Part 2 - Increase your training throughput with FSDP activation checkpointing
# Using Checkpoint Activations with Fully Sharded Data Parallel (FSDP) in PyTorch
## Introduction
In this article, we will explore how to use checkpoint activations with Fully Sharded Data Parallel (FSDP) in PyTorch. This technique is particularly useful for optimizing memory usage during training large models. The video transcription provided by Les from Meta-AI walks through the process step-by-step, and we will aim to replicate that explanation in this article while ensuring clarity and readability.
---
## Setting Up the Environment
The first step is to ensure you have the correct version of PyTorch installed. As mentioned in the video, activation checkpointing for FSDP is supported starting from the June 18th nightlies.

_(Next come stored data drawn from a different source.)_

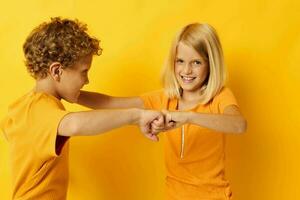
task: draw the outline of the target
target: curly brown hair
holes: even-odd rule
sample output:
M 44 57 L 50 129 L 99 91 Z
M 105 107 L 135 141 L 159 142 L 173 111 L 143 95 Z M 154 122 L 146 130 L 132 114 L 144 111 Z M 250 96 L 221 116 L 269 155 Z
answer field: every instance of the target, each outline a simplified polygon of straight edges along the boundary
M 87 55 L 101 55 L 100 40 L 87 33 L 87 25 L 77 19 L 51 18 L 27 37 L 23 51 L 28 72 L 35 79 L 45 78 L 49 66 L 59 62 L 71 67 Z

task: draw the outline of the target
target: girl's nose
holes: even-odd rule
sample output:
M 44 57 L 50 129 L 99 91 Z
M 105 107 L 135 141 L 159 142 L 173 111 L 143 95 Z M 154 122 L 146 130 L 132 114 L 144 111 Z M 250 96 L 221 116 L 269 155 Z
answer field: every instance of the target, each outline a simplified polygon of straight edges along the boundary
M 185 74 L 190 74 L 192 72 L 192 67 L 189 63 L 187 63 L 185 66 L 184 66 L 184 69 L 183 69 L 183 72 Z

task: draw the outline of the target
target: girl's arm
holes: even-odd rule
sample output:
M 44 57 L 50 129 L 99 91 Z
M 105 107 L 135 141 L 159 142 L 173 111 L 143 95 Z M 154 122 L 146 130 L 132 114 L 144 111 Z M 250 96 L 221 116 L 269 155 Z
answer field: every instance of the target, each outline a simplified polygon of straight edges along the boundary
M 80 91 L 77 103 L 91 109 L 144 108 L 139 97 L 112 97 L 87 91 Z
M 58 126 L 61 136 L 97 135 L 123 125 L 139 125 L 146 137 L 157 141 L 157 132 L 151 130 L 151 122 L 162 118 L 162 113 L 143 109 L 92 110 L 69 113 Z
M 246 119 L 234 105 L 227 106 L 223 114 L 164 112 L 166 123 L 174 121 L 176 127 L 190 123 L 225 133 L 244 133 L 247 129 Z

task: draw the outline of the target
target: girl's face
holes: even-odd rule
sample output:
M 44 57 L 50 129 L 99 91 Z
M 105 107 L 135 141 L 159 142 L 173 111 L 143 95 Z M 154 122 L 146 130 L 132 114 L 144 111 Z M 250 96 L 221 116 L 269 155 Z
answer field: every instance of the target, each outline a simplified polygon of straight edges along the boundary
M 183 92 L 199 92 L 208 73 L 208 63 L 204 58 L 194 48 L 179 42 L 175 75 Z

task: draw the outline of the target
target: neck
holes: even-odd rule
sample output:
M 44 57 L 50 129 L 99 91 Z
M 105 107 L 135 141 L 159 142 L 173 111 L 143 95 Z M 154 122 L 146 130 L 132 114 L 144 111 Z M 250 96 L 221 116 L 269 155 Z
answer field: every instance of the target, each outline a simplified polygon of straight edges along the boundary
M 200 93 L 195 91 L 183 91 L 182 100 L 187 102 L 199 101 Z
M 36 80 L 36 85 L 33 90 L 35 92 L 44 92 L 46 94 L 50 94 L 59 100 L 61 99 L 55 90 L 52 80 L 49 77 Z

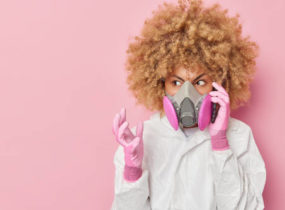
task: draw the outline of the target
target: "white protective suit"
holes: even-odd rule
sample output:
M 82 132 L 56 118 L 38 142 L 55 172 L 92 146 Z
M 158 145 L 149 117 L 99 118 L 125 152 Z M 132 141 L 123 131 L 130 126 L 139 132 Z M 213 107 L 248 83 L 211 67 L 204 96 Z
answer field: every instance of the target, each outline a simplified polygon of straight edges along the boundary
M 230 149 L 213 151 L 208 127 L 175 131 L 154 113 L 144 121 L 143 174 L 136 182 L 123 178 L 123 147 L 115 152 L 112 210 L 264 209 L 266 168 L 251 128 L 230 117 L 227 138 Z

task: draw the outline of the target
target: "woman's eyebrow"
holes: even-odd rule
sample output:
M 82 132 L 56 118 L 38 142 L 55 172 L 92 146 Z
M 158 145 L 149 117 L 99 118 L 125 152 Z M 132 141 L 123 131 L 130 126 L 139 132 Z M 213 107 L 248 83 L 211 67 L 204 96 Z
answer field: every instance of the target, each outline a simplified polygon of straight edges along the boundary
M 193 82 L 195 82 L 196 80 L 198 80 L 198 79 L 200 79 L 202 76 L 204 76 L 205 75 L 205 73 L 202 73 L 202 74 L 200 74 L 198 77 L 196 77 L 194 80 L 193 80 Z
M 180 80 L 182 80 L 183 82 L 184 82 L 184 79 L 182 79 L 181 77 L 179 77 L 179 76 L 177 76 L 177 75 L 172 75 L 173 77 L 176 77 L 176 78 L 178 78 L 178 79 L 180 79 Z

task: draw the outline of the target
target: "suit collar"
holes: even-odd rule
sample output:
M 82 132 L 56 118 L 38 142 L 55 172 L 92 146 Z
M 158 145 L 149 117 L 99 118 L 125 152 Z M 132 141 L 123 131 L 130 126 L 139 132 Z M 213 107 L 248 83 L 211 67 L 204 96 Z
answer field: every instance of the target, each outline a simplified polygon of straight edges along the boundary
M 180 129 L 180 127 L 178 128 L 178 130 L 175 130 L 171 126 L 166 115 L 164 115 L 163 117 L 160 118 L 160 113 L 156 112 L 150 117 L 150 119 L 155 119 L 155 118 L 160 120 L 162 122 L 162 124 L 167 127 L 167 129 L 169 129 L 175 135 L 178 135 L 183 140 L 188 140 L 189 138 L 192 139 L 193 137 L 195 137 L 193 139 L 195 139 L 195 141 L 197 143 L 200 143 L 204 140 L 211 139 L 211 136 L 210 136 L 209 131 L 208 131 L 208 127 L 206 127 L 203 131 L 201 131 L 200 129 L 197 129 L 191 136 L 187 137 L 184 134 L 184 132 Z

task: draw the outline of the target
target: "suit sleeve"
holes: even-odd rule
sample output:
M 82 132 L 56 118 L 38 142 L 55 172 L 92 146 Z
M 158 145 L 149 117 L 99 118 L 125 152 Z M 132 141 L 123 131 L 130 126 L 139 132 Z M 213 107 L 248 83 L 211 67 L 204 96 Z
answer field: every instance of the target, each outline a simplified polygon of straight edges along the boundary
M 218 210 L 264 209 L 263 189 L 266 168 L 250 127 L 240 139 L 247 143 L 237 156 L 230 149 L 213 151 L 216 207 Z M 230 143 L 230 142 L 229 142 Z
M 134 128 L 131 129 L 134 133 Z M 142 164 L 142 176 L 135 182 L 123 177 L 124 148 L 119 145 L 114 155 L 115 191 L 111 210 L 151 210 L 149 200 L 149 171 Z

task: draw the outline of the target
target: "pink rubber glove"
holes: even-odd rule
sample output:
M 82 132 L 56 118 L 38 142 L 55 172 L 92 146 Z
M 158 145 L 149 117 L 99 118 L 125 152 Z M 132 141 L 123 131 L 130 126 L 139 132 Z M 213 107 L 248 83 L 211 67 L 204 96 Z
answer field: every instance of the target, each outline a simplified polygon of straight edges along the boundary
M 114 117 L 112 131 L 117 142 L 124 147 L 124 179 L 128 182 L 134 182 L 142 175 L 143 122 L 138 123 L 136 136 L 134 136 L 129 129 L 129 123 L 126 121 L 126 109 L 122 108 L 120 113 Z
M 211 136 L 211 143 L 213 150 L 229 149 L 226 131 L 230 117 L 230 100 L 226 90 L 216 82 L 212 85 L 217 91 L 211 91 L 211 101 L 220 105 L 217 118 L 214 123 L 209 124 L 209 133 Z

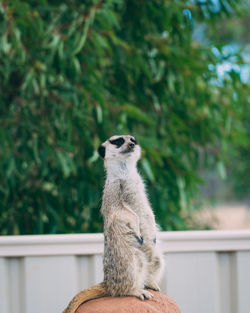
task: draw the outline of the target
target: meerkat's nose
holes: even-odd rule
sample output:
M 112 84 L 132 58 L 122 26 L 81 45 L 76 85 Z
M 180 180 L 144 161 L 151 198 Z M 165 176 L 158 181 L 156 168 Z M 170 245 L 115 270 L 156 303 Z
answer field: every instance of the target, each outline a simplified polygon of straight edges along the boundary
M 133 143 L 133 142 L 130 142 L 129 144 L 128 144 L 128 146 L 129 146 L 129 148 L 134 148 L 134 146 L 135 146 L 135 144 Z

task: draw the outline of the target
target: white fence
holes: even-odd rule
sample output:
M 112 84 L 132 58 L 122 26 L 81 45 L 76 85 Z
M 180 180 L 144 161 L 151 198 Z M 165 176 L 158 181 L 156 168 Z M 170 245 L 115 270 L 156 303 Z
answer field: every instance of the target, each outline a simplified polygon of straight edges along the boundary
M 250 230 L 159 234 L 182 313 L 250 312 Z M 0 313 L 61 312 L 102 280 L 102 234 L 0 237 Z

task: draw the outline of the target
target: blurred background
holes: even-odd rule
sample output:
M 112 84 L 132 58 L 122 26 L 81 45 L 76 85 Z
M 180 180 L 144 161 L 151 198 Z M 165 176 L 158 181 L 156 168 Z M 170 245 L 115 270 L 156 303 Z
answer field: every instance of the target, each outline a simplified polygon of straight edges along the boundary
M 133 134 L 162 230 L 250 228 L 250 3 L 1 0 L 0 234 L 101 232 Z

Therefore, any version of PyTorch built on or after June 18th will work.
You will need to import a few key libraries:
```python
import torch
from functools import partial
```
Additionally, you’ll need the core FSDP imports:
```python
from torch.distributed.fsdp.fully_sharded_data_parallel import (
CheckpointWrapper,
CheckpointImpl,
apply_activation_checkpoints_wrapper,
)
```
These imports are standard for working with FSDP and checkpoint activations.
---
## Understanding Checkpoint Wrapping
The core of the implementation involves creating a **checkpoint wrapper**. This wrapper will be used to wrap layers in your model that you want to checkpoint during training. The process involves:
1. Bringing in the `CheckpointWrapper` class.
2. Using `CheckpointImpl`, an enum with two options: `re_entrant` and `non_re_entrant`. For optimal performance, we’ll use `non_re_entrant`.
3. Defining a function to apply these checkpoint wrappers across your model.
The key trade-off here is between performance and memory usage. The `non_re_entrant` option provides the best performance while still allowing you to free up GPU memory during training.
---
## Applying Checkpoint Wrappers
To identify which layers in your model should be wrapped with checkpoints, we’ll use a lambda function (check function). This function will programmatically walk through your model and check if each layer is of the type you want to wrap. For example:
```python
residual = getattr(torch.nn.Transformer, "residual")
```
This assumes you’re working with a transformer-based model where `residual` layers are the ones you want to checkpoint.
Once you’ve defined your check function, you can apply the checkpoint wrappers using:
```python
apply_activation_checkpoints_wrapper(model, wrapper_fn, check_fn)
```
Here, `model` is your sharded model (initialized with FSDP), `wrapper_fn` is the checkpoint wrapper function, and `check_fn` is the lambda function that identifies which layers to wrap.
---
## Initializing FSDP and Sharding the Model
Before applying the activation checkpoints, you must initialize FSDP and shard your model. This involves setting up parameters like:
- **Sharding strategy**: Decide how you want your model weights distributed across GPUs.
- **Precision policy**: Set the desired precision (e.g., 16-bit or 32-bit).
- **Wrap policies**: Define how layers are wrapped for checkpointing.
Once your model is sharded, you can pass it to the `apply_activation_checkpoints_wrapper` function along with your wrapper and check functions.
---
## Performance Considerations
There’s one main trade-off when using activation checkpoints: a slowdown in training time. You should expect a roughly 20-25% increase in training time because you’re effectively performing double computations (both forward and backward passes). However, this trade-off is more than offset by the memory savings.
From experience with models like T5, checkpoint activations have shown to free up anywhere from **33% to 38% of GPU memory**. This freed-up memory can be leveraged to increase your batch size, which in turn improves training throughput by a factor of **2-3x** or more.
This makes activation checkpoints an invaluable tool for improving both training efficiency and overall performance with FSDP.
---
## Conclusion
Using checkpoint activations with FSDP is a powerful technique for optimizing memory usage during the training of large neural networks. By following the steps outlined in this article, you can implement this optimization effectively while balancing the trade-offs between computation time and resource utilization.